The terrain teems with wildlife. Besides the Big Five, one finds giraffes, hippos, warthogs, zebras, anteaters, wildebeests, mongooses and antelopes, plus scores of bird species. Leopards, often weighing about 150 pounds as adults, are among the hardest of all to see.

Which is exactly why the 36-year-old Khosa loves trying. "If I follow a leopard and don't find it," he said in his rich baritone one evening at camp, "I'm not happy. It's a big challenge for me. That's why I keep practicing, practicing to find some leopard. But it's not easy."

Males cover huge distances, while Ngala's half-dozen females claim somewhat smaller territories of around 10 square miles. A leopard can easily traverse four miles a day, and unlike the plodding lion, it usually walks alone and as daintily as your domestic tabby. While nighttime is the leopard's (and the lion's) busy time, tracking then is too dangerous

Fresh footprints are the key. On this warm morning, beneath smudgy clouds and a robin's-egg blue sky, Khosa set out along a sandy riverbed called Tekwane Donga, near where he had found a female known to locals as Clara and her two 4-month-old cubs in a shrub two days earlier.

Half an hour in, he suddenly stopped in his tracks and eyed the sand. "A baby leopard was playing here," he said, absently tapping a stick against his leg. He aimed his pointer at a series of small, round prints pointing this way and that.

Baby leopard prints can be tricky to identify, resembling a porcupine's front paws. So Khosa looks at the hind prints. These were definitely leopard cubs', and they were not alone. Clara's tracks were there, too.

Intriguingly, her tracks indicated that she had left and not returned. The cubs' prints did not indicate that they followed. Khosa crept into the surrounding brush that leopards prefer as den sites. Maybe, he whispered, Clara went off to hunt and left the cubs. Or maybe she was still with them, despite the print evidence.

"We must look carefully," he said. When he works alone, Khosa carries nothing but a walkie-talkie. Because a reporter was along, Ngala had sent ranger Dave Waddington with a rifle just in case. "If something does happen," Waddington warned, "don't run."

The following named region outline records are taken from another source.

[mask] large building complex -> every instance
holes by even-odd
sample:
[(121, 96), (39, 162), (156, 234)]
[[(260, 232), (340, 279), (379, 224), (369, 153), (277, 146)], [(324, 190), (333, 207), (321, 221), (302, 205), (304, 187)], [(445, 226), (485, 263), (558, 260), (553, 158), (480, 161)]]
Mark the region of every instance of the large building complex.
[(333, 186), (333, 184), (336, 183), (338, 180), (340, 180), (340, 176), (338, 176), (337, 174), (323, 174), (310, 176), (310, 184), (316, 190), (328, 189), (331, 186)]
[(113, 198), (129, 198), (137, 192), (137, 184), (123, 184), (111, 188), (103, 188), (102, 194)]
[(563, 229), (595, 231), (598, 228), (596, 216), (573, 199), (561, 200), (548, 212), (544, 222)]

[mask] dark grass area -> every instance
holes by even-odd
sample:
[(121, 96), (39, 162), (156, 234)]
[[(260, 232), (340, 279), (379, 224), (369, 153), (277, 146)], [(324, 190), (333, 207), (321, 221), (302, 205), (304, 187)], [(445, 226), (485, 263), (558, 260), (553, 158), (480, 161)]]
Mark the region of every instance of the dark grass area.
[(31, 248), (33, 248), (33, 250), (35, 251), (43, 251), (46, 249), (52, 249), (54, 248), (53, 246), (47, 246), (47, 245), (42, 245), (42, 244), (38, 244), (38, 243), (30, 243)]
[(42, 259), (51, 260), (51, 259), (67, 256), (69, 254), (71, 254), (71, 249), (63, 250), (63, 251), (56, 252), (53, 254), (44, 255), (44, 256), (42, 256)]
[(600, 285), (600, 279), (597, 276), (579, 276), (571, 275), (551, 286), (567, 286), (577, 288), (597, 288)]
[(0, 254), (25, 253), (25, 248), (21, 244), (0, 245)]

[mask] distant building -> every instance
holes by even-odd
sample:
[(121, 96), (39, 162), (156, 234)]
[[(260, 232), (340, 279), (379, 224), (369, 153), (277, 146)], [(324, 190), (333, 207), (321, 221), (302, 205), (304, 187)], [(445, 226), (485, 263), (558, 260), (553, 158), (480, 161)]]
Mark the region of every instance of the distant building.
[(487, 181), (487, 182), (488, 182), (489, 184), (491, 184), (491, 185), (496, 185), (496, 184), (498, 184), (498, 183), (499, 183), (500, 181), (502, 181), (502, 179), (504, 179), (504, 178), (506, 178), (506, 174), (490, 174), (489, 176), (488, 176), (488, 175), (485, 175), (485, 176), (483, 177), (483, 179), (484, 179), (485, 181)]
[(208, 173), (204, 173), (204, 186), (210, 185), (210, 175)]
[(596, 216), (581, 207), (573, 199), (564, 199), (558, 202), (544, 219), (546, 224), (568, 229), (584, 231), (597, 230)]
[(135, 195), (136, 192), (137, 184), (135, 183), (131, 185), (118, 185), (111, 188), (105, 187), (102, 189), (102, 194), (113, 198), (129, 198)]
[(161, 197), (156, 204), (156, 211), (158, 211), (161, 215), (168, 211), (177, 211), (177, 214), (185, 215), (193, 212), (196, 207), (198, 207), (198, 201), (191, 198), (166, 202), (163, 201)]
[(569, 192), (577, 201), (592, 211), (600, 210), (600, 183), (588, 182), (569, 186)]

Khosa laughed. His father long ago told him that if a leopard charges, hold your ground and shout. That should - should - stop the charge; he had survived hundreds of such "mock charges." With elephants, it's the other way around: Run like the wind, he says, because they might not stop no matter what you do.

For several minutes, Khosa peered intently into thick bushes and under thorn trees looking for those telltale spots. Nothing. Either the cubs had walked with their mother on the grassy river bank, leaving no prints, or Clara had retrieved them via another route. All he knew was they were not there but had likely gone to a new den partly to avoid hyenas.